Extrait du livre : « Ouvertures sur le vrai ».
Maurice ZUNDEL.
Chapitre 3.
Je décris un cercle en faisant tourner une pierre attachée au bout d’une ficelle…
Je ne puis à aucun moment dire en toute rigueur que la pierre est ici ou là, puisqu’elle ne s’arrête nulle part, et encore moins qu’elle est partout à la fois .
Je constate simplement que son mouvement s’inscrit dans la circonférence
dont la ficelle est le rayon et dont le centre est ma main.
Ma main est comme un point immobile,
virtuellement présent au cours entier du mouvement sans être entraîné dans son écoulement.
Elle en contient et domine tout le développement sans participer à l’instabilité de son être.
C’est sans doute d’une manière analogue que l’éternité embrasse toute la durée du temps, contient son devenir et le soutient sans être immergée dans son flux.
Il passe, elle demeure ;
il devient, elle est;
il se déploie en un perpétuel inachèvement, elle se recueille en une infinie plénitude.
N’est-ce pas ce que vous éprouvez, en quelque manière,
toutes les fois qu’à travers la musique vous communiez à la beauté ?
Vous perdez alors comme vous dites si justement la notion du temps.
De la circonférence vous êtes passé au centre, et rien ne pourra plus jamais faire taire ce chant intérieur, si vous demeurez digne de l’entendre.
Tout art authentique est l’affleurement de l’éternel dans une matière devenue transparente à l’esprit.
Et tout ce qui comporte une vraie valeur humaine élude pareillement la mesure du temps.
Il y a parfois dans l’amitié, des heures où l’on atteint au suprême dépouillement.

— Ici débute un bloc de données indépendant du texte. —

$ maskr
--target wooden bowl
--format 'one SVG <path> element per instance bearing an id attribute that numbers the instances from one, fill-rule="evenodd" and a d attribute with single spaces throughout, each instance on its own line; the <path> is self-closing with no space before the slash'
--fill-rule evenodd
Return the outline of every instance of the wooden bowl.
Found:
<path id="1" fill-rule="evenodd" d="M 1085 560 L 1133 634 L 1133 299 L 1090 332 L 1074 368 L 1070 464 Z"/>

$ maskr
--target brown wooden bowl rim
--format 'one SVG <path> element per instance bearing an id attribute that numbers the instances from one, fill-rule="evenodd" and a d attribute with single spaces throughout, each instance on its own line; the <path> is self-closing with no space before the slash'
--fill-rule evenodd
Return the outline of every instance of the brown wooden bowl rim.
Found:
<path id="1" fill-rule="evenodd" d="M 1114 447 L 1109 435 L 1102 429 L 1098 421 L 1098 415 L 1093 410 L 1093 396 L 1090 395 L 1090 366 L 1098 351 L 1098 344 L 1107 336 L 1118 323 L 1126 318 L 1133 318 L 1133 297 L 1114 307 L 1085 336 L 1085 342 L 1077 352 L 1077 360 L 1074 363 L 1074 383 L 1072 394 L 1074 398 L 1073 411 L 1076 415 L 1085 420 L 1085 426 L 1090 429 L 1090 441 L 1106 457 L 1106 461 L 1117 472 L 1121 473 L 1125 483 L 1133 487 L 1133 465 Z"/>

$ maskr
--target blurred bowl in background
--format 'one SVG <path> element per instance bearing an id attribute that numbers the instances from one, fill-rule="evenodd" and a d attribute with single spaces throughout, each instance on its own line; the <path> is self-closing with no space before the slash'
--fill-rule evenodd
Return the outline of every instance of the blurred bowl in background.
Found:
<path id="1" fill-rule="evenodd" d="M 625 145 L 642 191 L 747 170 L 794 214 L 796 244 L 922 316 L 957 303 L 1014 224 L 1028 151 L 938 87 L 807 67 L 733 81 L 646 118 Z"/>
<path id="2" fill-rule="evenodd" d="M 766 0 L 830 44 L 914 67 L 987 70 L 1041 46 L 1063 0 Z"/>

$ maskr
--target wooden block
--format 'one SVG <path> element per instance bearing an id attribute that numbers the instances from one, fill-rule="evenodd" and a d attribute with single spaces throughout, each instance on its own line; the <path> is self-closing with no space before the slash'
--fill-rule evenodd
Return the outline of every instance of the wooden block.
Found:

On n’a plus rien à dire, parce qu’on est devenu si intérieur l’un à l’autre qu’aucune parole n’est plus apte à traduire une telle unité.
Les âmes se touchent par le fond, comme réduites au centre où elles coïncident.
La mort n’y portera nulle atteinte.
Elle peut mettre un terme à l’évolution de la durée mobile, figer un point sur la circonférence où le devenir à sa trajectoire : elle ne mord pas au centre, où la vie a sa source éternelle.
Il suffit d’être attentif à ces données pour éviter de fabriquer de l’éternité avec du temps,
en imaginant celui-ci comme un segment compris entre un avant et un après,
sur une ligne sans origine et sans fin.
Ces deux durées sont radicalement hétérogènes.
L’éternité est au-dessus et au-delà de la mort .
Elle n’est pas en rigueur de terme après la mort, pas plus qu’un centre de rotation ne peut se situer à ce point de la circonférence qui marque l’arrêt du mouvement.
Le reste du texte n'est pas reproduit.